En el café del Círculo podías cruzarte con Javier Marías del brazo de Agustín Díaz Yanes. Yo los vi, por eso lo digo. Y contemplar al cantautor Paco Ibáñez con los ojos achinados y el pelo cataplasma. Enrique Morente pasaba, miraba y se iba; y un poco más allá la galerista Soledad Lorenzo lanzaba besos al viento. En cualquier momento aparecía también quien fue director durante muchos años, el poeta coruñés Juan Barja, y daba una mala noticia escogida al azar mientras alguien recordaba aquel recital tántrico que dispensó en 1993 el poeta beat Allen Ginsberg.
Cuento esto para dar idea del temperamento de esta península de izquierdas con tantos amigos de derechas, porque al Círculo de Bellas Artes va todo el mundo y es uno de los espacios más exigentes y generosos de la cultura en Madrid.

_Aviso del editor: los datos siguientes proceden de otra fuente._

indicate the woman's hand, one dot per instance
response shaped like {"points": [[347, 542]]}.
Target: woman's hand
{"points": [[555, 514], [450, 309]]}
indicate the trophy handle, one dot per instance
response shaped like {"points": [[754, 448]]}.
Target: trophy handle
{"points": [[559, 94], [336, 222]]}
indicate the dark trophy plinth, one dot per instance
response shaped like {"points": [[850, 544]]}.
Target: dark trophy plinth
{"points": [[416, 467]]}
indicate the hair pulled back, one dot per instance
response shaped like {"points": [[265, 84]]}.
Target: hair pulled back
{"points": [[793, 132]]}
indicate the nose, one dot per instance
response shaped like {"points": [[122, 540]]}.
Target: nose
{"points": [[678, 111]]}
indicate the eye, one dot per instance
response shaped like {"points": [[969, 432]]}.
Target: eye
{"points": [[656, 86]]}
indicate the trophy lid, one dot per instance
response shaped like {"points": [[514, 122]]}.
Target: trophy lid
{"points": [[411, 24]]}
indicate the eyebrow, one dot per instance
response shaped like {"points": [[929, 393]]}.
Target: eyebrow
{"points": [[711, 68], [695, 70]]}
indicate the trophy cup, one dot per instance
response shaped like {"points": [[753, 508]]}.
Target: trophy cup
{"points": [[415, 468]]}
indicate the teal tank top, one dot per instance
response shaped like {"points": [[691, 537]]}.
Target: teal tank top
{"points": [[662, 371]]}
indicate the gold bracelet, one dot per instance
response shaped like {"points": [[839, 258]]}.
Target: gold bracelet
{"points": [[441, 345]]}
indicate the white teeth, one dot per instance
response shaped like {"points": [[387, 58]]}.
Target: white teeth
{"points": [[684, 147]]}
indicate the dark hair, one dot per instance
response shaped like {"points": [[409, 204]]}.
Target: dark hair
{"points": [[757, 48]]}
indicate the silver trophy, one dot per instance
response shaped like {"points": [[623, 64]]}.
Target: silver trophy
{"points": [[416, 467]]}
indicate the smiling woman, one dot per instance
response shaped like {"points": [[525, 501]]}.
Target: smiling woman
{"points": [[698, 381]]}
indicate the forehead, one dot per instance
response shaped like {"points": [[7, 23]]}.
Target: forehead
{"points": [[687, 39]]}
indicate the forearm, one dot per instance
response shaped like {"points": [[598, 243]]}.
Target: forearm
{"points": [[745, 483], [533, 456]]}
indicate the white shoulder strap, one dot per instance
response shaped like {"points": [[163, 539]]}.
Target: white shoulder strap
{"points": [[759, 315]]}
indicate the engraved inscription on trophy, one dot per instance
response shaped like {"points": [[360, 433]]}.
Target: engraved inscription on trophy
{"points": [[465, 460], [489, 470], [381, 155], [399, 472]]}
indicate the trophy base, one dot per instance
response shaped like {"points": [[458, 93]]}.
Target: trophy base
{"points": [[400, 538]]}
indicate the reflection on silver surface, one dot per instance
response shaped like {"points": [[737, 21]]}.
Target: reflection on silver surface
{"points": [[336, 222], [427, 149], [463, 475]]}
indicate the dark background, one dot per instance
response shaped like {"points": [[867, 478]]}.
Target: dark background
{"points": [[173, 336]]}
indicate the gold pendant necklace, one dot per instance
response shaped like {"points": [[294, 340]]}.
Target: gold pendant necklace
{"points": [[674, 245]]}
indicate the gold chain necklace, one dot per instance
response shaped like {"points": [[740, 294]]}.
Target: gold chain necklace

Ahora lo patronea un pensador joven, hegeliano, radical (en el buen sentido de la palabra bueno), certero, educadísimo y osado: Valerio Rocco. Impulsa un proyecto ambicioso y necesario que en la Comunidad de Madrid ven muy mal, como estaba previsto. Si lo verán mal que han rebajado la ayuda económica hasta la risa y tuvo que salir al rescate el Ministerio de Cultura porque el Círculo se nos estaba yendo.
Algunos ratos de vida los he pasado dentro con amigos, conocidos, amigas, con mi madre, con mi padre, solo y en la radio o leyendo poemas o escuchando música o gozando teatro o comprando libros o alucinando en alguna exposición. Dime si una sola de esas cosas no justifica que cuidemos el Círculo, y lo apoyemos, y lo entendamos como debe ser entendido: un territorio plural donde la vida a veces mejora un rato desde el acuerdo o el desacuerdo, pero siempre con más fruto por dar a quien se arrime que la piedra pómez de la podrida política. Esta gloria real de Madrid está al filo por la engañosa traición de los despachos.